Analysis and Prediction of Legal Judgements in the Slovak Criminal Proceedings

Post category:Články

Analysis and Prediction of Legal Judgements in the Slovak Criminal Proceedings

Article

Authors: Dávid Varga, Zoltán Szoplák, Stanislav Krajči, Pavol Sokol, Peter Gurský

Abstract

This paper uses machine learning to analyze criminal judgements in the Slovak Republic to determine their adequacy and set a baseline for predicting their outcomes. First, we summarize past and recent advancements in predicting verdicts and other attributes of legal text written in different languages. We then demonstrate data preparation of all publicly available Slovak judgements, extraction of their verdicts, and separation into main parts using a Slovak word inflection dictionary called Tvaroslovník.
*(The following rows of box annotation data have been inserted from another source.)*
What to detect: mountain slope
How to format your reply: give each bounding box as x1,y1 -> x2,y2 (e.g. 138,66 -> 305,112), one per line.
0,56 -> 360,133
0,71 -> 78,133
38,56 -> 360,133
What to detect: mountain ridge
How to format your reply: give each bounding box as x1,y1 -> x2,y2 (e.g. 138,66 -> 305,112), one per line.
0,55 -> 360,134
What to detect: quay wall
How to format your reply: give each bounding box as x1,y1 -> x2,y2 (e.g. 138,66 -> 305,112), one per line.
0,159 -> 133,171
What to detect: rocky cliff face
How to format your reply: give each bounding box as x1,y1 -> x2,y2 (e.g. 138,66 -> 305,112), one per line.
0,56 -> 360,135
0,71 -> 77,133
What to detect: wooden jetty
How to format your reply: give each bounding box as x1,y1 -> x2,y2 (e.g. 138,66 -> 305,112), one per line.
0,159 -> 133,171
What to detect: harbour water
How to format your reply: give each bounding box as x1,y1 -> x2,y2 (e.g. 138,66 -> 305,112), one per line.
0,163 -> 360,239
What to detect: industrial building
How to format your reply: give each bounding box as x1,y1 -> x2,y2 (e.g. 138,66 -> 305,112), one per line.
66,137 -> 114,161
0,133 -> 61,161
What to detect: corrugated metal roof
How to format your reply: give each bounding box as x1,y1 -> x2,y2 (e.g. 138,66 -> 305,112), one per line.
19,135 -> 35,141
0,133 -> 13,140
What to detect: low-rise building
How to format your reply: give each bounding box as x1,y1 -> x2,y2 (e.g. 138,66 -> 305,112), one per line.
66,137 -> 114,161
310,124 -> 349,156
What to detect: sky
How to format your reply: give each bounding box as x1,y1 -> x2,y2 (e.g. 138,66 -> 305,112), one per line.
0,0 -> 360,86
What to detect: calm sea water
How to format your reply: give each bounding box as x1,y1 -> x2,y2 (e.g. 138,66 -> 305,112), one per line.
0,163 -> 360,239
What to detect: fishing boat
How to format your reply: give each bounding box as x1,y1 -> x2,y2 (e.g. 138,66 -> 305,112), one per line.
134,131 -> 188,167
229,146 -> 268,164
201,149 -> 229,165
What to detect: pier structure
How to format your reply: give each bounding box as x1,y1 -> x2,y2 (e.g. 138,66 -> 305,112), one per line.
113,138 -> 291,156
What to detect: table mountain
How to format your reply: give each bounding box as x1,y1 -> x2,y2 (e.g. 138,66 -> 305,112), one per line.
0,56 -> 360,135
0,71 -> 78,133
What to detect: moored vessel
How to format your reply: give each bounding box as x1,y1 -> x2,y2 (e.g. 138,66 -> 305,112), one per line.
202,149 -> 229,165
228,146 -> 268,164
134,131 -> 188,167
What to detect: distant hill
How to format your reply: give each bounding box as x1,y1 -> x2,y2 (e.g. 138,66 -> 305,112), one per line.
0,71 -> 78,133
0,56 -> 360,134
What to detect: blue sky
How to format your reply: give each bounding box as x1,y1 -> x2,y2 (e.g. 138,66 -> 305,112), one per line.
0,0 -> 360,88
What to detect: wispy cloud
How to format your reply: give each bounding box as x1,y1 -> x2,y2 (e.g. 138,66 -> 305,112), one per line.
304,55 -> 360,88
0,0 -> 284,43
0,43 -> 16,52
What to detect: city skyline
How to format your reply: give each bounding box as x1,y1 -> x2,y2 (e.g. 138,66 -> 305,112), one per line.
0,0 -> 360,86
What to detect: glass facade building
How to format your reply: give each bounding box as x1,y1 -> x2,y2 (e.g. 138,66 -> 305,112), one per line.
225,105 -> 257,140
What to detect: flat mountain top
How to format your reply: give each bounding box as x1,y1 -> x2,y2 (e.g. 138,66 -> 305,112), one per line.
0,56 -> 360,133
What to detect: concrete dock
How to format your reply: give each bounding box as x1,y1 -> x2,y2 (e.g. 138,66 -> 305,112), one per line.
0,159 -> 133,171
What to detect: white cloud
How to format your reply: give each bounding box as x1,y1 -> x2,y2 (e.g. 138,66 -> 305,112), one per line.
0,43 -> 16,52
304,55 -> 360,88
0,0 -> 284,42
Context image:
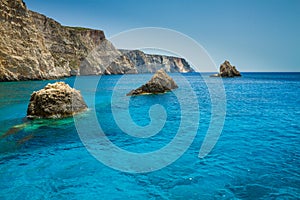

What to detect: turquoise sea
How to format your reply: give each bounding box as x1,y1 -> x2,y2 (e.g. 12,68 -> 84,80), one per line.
0,73 -> 300,200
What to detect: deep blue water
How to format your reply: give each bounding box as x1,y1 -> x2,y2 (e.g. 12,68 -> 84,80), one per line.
0,73 -> 300,199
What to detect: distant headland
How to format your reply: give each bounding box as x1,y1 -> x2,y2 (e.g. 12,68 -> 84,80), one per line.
0,0 -> 194,81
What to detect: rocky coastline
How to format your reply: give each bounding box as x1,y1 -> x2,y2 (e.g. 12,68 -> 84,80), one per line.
0,0 -> 194,81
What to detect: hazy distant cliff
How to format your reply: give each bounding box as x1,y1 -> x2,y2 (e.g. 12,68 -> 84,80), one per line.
0,0 -> 193,81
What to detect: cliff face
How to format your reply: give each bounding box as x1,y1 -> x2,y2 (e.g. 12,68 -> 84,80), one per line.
120,50 -> 194,73
0,0 -> 193,81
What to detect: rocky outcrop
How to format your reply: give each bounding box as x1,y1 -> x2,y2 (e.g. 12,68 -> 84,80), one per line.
27,82 -> 87,118
127,69 -> 178,96
120,50 -> 194,73
0,0 -> 193,81
211,60 -> 241,77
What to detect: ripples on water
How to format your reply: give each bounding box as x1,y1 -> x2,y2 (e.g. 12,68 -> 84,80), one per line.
0,73 -> 300,199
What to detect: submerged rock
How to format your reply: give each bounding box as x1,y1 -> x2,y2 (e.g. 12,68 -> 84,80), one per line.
27,82 -> 87,118
127,69 -> 178,96
211,60 -> 241,77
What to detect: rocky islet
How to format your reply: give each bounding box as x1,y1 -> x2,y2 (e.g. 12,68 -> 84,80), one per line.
127,69 -> 178,96
27,82 -> 87,119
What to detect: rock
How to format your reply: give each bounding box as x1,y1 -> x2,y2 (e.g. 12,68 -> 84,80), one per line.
0,0 -> 193,81
27,82 -> 87,118
211,60 -> 241,77
127,69 -> 178,96
120,50 -> 194,73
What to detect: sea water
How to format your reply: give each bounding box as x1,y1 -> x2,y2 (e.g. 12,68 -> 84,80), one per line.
0,73 -> 300,199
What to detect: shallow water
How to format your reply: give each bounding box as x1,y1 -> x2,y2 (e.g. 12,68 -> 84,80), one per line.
0,73 -> 300,199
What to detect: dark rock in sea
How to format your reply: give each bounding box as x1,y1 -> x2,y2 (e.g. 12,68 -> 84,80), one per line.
127,69 -> 178,96
211,60 -> 241,77
0,0 -> 192,81
27,82 -> 87,118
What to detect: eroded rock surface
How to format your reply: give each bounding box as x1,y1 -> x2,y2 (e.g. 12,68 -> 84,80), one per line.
211,60 -> 241,77
0,0 -> 193,81
27,82 -> 87,118
127,69 -> 178,96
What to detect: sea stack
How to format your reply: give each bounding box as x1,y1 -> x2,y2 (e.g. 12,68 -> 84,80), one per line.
127,69 -> 178,96
211,60 -> 241,77
27,82 -> 87,118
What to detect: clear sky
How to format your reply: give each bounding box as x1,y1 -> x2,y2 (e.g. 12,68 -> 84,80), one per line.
24,0 -> 300,72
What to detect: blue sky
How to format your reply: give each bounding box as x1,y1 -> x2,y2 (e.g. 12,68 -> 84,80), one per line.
24,0 -> 300,72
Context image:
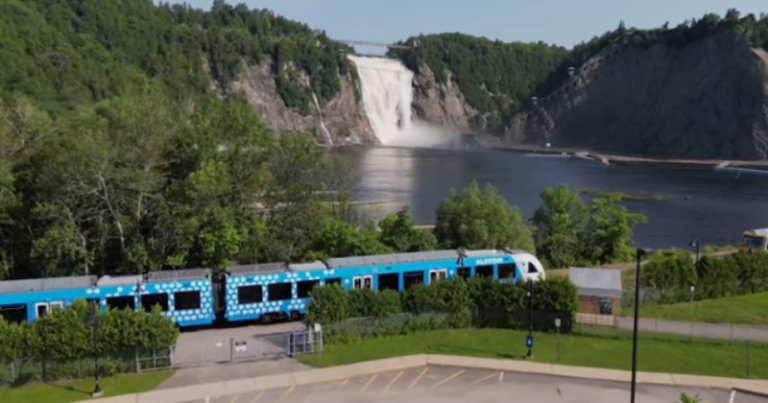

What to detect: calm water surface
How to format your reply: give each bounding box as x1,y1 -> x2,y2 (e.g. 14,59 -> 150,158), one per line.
333,147 -> 768,248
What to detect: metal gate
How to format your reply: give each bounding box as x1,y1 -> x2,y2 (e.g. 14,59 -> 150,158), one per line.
230,326 -> 323,362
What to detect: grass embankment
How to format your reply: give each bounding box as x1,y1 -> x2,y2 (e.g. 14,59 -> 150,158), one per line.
640,293 -> 768,326
0,371 -> 173,403
301,329 -> 768,379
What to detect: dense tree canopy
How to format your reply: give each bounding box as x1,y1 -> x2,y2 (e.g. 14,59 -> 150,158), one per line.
389,9 -> 768,132
0,0 -> 350,112
531,185 -> 647,267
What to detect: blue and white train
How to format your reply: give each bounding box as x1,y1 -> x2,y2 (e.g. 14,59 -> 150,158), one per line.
0,249 -> 545,327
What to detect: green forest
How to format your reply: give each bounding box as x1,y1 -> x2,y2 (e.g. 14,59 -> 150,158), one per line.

Later, we use this data to classify the judgements into acquittal or conviction using several known machine learning methods, ranging from simple statistical methods such as SVM and random forests to deep learning networks based on convolution, recurrence, and their combinations. We evaluate their efficiency, analyze and identify significantly highly correlated terms with each result class, and offer a hypothesis as to why these terms are correlated with these results.

We have found that a sequential input of word2vec embeddings combined with convolution-based deep learning methods produces the best results, achieving over 99% accuracy.

Introduction

Since 2016, the Ministry of Justice of the Slovak Republic has published more than 3 million publicly available court decisions online. These court decisions contain some structured data, e.g., the name of the judge or court, but mostly free text. This free text contains the most relevant parts of court decisions: the final verdict and the reasoning behind the verdict. We aim to find a method to identify court decisions that are not sufficiently reasoned and provide such decisions to lawyers for a more detailed analysis.

In this paper, we examine several statistical and machine learning methods of text representation and classification, intending to correctly predict court decisions based on the reasoning alone. After our model is trained, the reasoning and the verdict of the court decision will become inputs for this model. The model predicts the verdict from the input justification, comparing it with the true verdict received at the input. Subsequently, two situations can occur. If the predicted verdict is identical to the true verdict, we will take this court decision as sufficiently reasoned. If the predicted verdict differs from the true verdict, we will take such a decision as insufficiently reasoned.

The model justifies its prediction by extracting the parts of the court’s reasoning that most influenced the prediction of the verdict. This paper is based on the research stated in Sokol et al. [29], in which the authors formulated their conclusions on the current state and developing trends in the use of digital evidence in judicial proceedings and the usage of the in dubio pro reo principle in criminal proceedings.

To achieve a better understanding of how judgments are reasoned, this paper aims to:

create a classification model which can predict the verdict of the judgement from its reasoning part;
identify significant terms in the judgments’ reasonings closely related to the results of judgements in the criminal proceedings (innocent or guilty).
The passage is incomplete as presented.